The group announced a disappointing net loss of ¥931bn ($6.2bn). If SoftBank cannot turn a profit with a boost as big as Arm, when can it?
The flagship Vision Fund segment has been hit by valuation declines of tech investments and the bankruptcy of WeWork.
There are some signs of improvement. More listings, including the Arm flotation, helps the Vision Fund unit improve its liquidity profile. The business has lost $53bn in the past two years.
SoftBank has been cashing in on its stake in Alibaba, which reduces its exposure to geopolitical risk. However, the disposals remove a safety net valued by SoftBank shareholders. For example, SoftBank posted a profit for the September quarter last year, thanks partly to sales of Alibaba shares.
The timing could have been better if Son was going to cash in on its most lucrative investment.
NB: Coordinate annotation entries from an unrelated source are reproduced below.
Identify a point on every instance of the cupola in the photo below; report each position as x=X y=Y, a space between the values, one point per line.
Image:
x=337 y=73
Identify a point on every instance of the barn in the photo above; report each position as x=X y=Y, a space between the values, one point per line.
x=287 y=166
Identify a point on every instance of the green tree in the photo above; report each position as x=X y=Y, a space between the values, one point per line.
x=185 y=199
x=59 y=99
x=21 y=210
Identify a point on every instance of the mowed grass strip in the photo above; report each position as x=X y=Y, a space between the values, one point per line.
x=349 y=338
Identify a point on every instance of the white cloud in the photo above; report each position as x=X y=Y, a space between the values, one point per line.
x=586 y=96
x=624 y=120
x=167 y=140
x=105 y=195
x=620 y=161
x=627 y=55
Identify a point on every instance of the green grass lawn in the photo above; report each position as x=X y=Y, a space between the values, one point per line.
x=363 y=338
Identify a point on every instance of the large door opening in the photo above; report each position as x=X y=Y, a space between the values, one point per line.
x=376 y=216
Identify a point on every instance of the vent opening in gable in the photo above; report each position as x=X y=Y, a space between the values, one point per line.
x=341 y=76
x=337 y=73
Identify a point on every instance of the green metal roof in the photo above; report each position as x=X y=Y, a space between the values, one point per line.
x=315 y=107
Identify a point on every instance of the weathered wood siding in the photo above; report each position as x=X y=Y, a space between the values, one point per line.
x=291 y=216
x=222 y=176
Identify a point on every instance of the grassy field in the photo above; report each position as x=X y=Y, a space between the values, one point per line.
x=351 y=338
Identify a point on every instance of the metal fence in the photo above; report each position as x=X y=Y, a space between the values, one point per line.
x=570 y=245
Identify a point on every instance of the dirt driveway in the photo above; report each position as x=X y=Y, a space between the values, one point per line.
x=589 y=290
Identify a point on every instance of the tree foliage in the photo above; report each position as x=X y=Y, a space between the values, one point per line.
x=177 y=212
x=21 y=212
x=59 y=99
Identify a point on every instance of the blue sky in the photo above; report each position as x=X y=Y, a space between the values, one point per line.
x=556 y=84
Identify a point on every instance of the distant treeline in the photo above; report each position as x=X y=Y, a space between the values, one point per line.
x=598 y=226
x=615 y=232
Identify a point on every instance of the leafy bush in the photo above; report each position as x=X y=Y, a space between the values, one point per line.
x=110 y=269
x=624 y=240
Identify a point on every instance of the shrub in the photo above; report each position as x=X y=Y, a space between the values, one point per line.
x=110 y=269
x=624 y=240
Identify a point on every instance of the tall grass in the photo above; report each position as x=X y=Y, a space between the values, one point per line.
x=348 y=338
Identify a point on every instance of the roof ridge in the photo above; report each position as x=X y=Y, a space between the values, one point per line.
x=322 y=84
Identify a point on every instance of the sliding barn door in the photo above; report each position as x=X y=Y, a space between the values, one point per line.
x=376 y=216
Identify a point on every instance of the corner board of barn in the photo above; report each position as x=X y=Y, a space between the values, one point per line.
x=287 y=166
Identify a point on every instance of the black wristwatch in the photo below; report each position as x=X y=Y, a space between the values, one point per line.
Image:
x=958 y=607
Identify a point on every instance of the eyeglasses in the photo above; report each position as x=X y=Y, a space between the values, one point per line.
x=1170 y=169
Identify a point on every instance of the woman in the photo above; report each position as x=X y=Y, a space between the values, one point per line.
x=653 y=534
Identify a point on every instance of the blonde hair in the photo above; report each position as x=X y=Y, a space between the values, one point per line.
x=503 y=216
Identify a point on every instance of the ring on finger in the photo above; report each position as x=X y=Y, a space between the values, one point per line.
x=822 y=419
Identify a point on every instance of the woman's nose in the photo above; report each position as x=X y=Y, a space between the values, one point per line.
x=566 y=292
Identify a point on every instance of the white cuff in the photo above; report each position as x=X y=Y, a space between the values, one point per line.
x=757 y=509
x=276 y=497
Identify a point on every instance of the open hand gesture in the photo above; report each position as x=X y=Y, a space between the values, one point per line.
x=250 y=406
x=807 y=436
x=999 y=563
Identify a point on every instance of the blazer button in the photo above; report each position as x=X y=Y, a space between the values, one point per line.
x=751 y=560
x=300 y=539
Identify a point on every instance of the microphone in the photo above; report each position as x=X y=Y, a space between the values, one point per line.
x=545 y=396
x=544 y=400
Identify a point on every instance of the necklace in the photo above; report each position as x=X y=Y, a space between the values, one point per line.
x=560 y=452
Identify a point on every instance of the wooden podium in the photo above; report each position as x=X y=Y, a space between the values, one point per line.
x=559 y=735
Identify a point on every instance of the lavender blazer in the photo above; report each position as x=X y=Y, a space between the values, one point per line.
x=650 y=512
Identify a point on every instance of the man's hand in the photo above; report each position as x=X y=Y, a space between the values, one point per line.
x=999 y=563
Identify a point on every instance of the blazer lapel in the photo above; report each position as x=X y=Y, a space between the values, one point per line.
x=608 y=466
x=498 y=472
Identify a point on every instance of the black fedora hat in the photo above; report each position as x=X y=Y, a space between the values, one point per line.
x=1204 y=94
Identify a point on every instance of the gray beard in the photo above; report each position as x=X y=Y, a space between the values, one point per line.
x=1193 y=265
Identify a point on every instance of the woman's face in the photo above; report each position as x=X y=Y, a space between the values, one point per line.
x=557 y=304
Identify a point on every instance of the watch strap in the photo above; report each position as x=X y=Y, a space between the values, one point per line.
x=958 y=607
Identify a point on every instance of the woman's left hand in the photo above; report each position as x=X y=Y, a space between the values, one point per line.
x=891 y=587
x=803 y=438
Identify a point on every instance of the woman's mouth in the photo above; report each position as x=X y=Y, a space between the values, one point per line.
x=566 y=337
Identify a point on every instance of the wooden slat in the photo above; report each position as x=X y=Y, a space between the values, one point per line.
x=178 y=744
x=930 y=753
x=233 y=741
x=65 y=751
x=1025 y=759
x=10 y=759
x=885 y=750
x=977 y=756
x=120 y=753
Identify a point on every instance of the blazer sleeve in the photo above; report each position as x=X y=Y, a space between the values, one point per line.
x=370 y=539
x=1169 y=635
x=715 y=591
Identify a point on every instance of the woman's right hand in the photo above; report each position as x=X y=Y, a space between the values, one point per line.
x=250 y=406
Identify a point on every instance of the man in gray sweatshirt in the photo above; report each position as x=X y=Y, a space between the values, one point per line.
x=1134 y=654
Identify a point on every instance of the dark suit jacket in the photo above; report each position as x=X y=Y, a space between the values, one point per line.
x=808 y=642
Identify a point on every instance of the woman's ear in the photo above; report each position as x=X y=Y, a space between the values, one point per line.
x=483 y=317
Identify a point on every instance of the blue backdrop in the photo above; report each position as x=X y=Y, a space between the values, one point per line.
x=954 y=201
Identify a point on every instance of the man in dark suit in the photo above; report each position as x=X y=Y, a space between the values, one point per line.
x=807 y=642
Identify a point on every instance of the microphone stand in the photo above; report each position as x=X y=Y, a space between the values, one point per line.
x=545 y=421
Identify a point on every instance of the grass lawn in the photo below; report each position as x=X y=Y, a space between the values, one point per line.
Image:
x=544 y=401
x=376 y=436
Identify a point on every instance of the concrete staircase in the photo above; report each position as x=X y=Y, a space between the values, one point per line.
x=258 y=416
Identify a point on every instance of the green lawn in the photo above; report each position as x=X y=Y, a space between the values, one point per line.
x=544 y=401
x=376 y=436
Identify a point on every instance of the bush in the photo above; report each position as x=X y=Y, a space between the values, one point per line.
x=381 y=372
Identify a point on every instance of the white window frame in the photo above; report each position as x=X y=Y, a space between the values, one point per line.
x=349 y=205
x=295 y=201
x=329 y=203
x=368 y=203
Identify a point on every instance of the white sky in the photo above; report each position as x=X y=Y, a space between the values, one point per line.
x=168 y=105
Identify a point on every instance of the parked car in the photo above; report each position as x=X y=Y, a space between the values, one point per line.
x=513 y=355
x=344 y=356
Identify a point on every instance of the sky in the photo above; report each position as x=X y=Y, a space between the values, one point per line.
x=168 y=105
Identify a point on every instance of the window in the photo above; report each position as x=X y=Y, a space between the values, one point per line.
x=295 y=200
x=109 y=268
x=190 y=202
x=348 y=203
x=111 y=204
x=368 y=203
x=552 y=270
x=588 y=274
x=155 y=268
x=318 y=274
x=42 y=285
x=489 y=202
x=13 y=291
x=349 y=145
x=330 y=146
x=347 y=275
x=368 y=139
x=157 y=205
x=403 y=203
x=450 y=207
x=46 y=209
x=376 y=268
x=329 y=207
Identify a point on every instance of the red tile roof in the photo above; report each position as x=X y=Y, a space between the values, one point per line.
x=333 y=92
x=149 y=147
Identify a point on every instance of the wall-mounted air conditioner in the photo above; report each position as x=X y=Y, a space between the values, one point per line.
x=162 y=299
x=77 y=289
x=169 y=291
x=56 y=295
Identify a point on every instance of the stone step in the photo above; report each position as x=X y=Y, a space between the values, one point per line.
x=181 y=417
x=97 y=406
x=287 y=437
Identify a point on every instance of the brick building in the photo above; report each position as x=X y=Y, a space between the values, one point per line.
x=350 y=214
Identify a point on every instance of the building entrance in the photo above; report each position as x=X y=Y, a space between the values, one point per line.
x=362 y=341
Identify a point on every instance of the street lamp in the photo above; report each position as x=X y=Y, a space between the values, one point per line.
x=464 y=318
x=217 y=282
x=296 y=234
China’s tech crackdown has pushed Alibaba shares down 72 per cent from their 2020 peak.
Shares of SoftBank have dropped 8 per cent in the past year despite surging interest in tech, especially artificial intelligence. Its funds’ gross multiple on invested capital, a measure of the value a private equity investment has generated, for its realised investments is at 1.8 times, underperforming peers such as EQT of Sweden.
The multiple on invested capital on SoftBank’s investment in Arm is just over 3 times, a far cry from a figure for Alibaba of more than 1300 times. SoftBank funds made a loss on the value of 72 per cent of its portfolio companies as of June.
Investors can only hope Son was absent from results presentations because he was hunting out a safety net to replace Alibaba.